All data were aligned using BWA version 0.7.12 [8], followed by sorting and deduplication using Picard version 2.13 [9]. Training data was aligned to reference genome GRCh37 and validation data aligned to reference genome GRCh38. Variants were called using default parameters with both MuTect version 1.1.7 [10] and Strelka2 version 2.8.3 [11].
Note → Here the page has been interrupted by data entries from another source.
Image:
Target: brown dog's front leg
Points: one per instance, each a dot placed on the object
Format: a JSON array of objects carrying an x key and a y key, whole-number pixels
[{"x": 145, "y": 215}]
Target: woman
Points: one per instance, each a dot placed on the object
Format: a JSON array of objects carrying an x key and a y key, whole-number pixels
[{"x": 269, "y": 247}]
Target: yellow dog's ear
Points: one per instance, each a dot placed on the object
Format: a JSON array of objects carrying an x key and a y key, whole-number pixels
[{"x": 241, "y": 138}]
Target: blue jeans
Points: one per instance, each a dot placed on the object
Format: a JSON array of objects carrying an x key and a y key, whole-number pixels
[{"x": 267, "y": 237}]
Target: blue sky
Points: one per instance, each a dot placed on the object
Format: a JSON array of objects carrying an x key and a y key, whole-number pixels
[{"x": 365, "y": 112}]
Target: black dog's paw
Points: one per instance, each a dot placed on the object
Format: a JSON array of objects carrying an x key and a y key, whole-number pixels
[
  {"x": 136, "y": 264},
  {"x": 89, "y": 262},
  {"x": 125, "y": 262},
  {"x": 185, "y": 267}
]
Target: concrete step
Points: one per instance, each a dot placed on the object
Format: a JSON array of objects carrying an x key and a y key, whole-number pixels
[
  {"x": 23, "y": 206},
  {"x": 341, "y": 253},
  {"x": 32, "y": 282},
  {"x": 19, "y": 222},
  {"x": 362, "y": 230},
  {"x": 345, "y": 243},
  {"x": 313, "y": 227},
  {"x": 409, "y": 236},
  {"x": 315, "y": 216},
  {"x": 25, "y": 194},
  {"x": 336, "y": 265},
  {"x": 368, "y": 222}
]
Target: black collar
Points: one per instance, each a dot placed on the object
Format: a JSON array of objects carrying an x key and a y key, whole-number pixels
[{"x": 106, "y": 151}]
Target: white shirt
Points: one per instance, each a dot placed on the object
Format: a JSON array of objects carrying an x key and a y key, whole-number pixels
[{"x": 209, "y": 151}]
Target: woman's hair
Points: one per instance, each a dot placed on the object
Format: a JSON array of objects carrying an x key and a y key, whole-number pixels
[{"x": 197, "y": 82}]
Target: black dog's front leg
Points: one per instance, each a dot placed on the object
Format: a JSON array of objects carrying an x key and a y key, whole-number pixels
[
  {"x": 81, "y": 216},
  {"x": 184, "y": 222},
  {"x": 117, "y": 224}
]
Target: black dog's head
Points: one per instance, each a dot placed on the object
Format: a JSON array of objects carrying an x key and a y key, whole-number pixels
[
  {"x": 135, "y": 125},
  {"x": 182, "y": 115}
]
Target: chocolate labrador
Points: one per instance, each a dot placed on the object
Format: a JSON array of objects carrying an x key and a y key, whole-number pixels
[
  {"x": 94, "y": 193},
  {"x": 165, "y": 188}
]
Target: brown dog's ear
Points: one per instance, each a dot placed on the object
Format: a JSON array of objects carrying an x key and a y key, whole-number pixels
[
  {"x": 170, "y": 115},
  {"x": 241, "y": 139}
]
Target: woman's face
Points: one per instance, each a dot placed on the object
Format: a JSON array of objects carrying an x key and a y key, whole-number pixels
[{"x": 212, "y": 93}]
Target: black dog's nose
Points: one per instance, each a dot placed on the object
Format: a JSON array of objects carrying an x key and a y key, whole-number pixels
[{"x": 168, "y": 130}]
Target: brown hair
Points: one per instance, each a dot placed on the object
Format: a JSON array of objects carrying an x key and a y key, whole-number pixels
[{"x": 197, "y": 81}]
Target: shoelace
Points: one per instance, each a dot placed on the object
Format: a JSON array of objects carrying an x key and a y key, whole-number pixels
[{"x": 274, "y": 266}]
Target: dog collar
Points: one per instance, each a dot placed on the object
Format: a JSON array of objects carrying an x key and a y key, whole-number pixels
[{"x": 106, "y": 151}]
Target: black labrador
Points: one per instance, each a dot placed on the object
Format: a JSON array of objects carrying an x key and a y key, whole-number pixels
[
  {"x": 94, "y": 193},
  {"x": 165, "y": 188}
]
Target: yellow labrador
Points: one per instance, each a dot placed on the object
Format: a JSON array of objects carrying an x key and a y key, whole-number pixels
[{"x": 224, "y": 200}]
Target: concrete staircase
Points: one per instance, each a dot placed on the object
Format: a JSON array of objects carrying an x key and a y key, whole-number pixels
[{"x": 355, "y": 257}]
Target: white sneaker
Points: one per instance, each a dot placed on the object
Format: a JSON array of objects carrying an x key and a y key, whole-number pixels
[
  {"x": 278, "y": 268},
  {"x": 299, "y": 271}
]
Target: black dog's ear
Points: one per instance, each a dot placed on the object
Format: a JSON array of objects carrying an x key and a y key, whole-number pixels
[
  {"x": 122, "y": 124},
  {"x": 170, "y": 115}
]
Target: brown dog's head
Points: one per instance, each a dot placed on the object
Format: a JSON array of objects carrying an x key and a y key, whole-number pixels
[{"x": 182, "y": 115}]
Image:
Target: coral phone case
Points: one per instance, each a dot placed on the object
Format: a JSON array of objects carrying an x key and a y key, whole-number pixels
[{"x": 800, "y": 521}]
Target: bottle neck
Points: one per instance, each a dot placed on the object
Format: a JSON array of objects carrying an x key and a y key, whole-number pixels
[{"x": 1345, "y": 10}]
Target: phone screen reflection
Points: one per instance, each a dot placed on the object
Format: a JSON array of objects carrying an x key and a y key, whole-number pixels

Software performance was tested by calculating the precision, recall and F1 score for each condition using detection of known true positive mutations. Recall is a measure of the proportion of true positives recovered after filtering, precision is a measure of the proportion of filtered results that are true positives and the F1 score is the harmonic mean of recall and precision; all range between 0 and 1, with values closer to 1 being better. Recall, precision and F1 score are defined as:

$$Recall = \frac{TP}{{TP + FN}}$$
$$Precision = \frac{TP}{{TP + FP}}$$
$$F_{1} = \frac{2TP}{{2TP + FP + FN}} = 2 \cdot \frac{precision \cdot recall}{{precision + recall}}$$

Results

The ICGC validation data contained 1262 true positive SNVs which were used to calculate the recall, precision and F1 scores for raw variant calls from MuTect and Strelka2, and after filtering by FPfilter and FiNGS using both the default settings and ICGC settings. Results are summarized in Fig. 2. With no further filtering, MuTect (Fig. 2A) and Strelka2 (Fig. 2B) had excellent recall (0.93 and 0.95), calling most of the true positives. However, they also had poor precision (0.66 and 0.53), clearly illustrating the need for post-call filtering, as nearly half the results were false positives, resulting in moderate F1 scores (0.77 and 0.68).

Fig. 2
figure2

Recall versus precision plots for validation data sets. Filtering results for MuTect (a) and Strelka2 (b). Contour lines demarcating thresholds for F1 scores are marked and labelled in gray. FPfilter and FiNGS increased the precision of the results, for a small cost to recall. Overall, the default and ICGC modes of FiNGS produced the best results

FPfilter was effective at increasing overall precision in MuTect (0.87) and Strelka2 (0.75), albeit with lower recall, resulting in improved F1 scores (0.85 and 0.79). FiNGS achieved superior results, regardless of the variant caller used, both with the default filters and ICGC filters. The FiNGS default filters performed similarly with both MuTect and Strelka2 calls, with a large increase in precision at the cost of a reduction in recall (recall, precision and F1 scores were 0.85, 0.98 and 0.91 in both). Results with the ICGC filters applied using FiNGS were more variable, giving the best observed results in MuTect and lower precision but higher recall than the default FiNGS filters with Strelka2. The default settings of FiNGS were developed using BWA-aligned data. Using other aligners may therefore require alternative settings when filtering based on parameters that are generated by aligners, such as alignment quality score. Despite the large number of filters available, we find that excluding variants with low VAF tends to have the most pronounced effect.

Conclusions

These data demonstrate the value in further filtering variant calls beyond what is initially emitted by somatic variant callers. The type and stringency of filtering is a careful balance between the reduction of false positives (increased precision) and excluding true positives (decreased recall). We have developed FiNGS, which substantially increases the precision of results, providing high quality variants for further analysis. The filters and thresholds to be applied are fully configurable by the user, allowing simple, consistent, flexible and reproducible filtering of somatic variants, along with an easy method of sharing filtering strategies between users. We encourage users to think critically about their filtered results, including examining the plots produced so that they have confidence that they are not over or under-filtering.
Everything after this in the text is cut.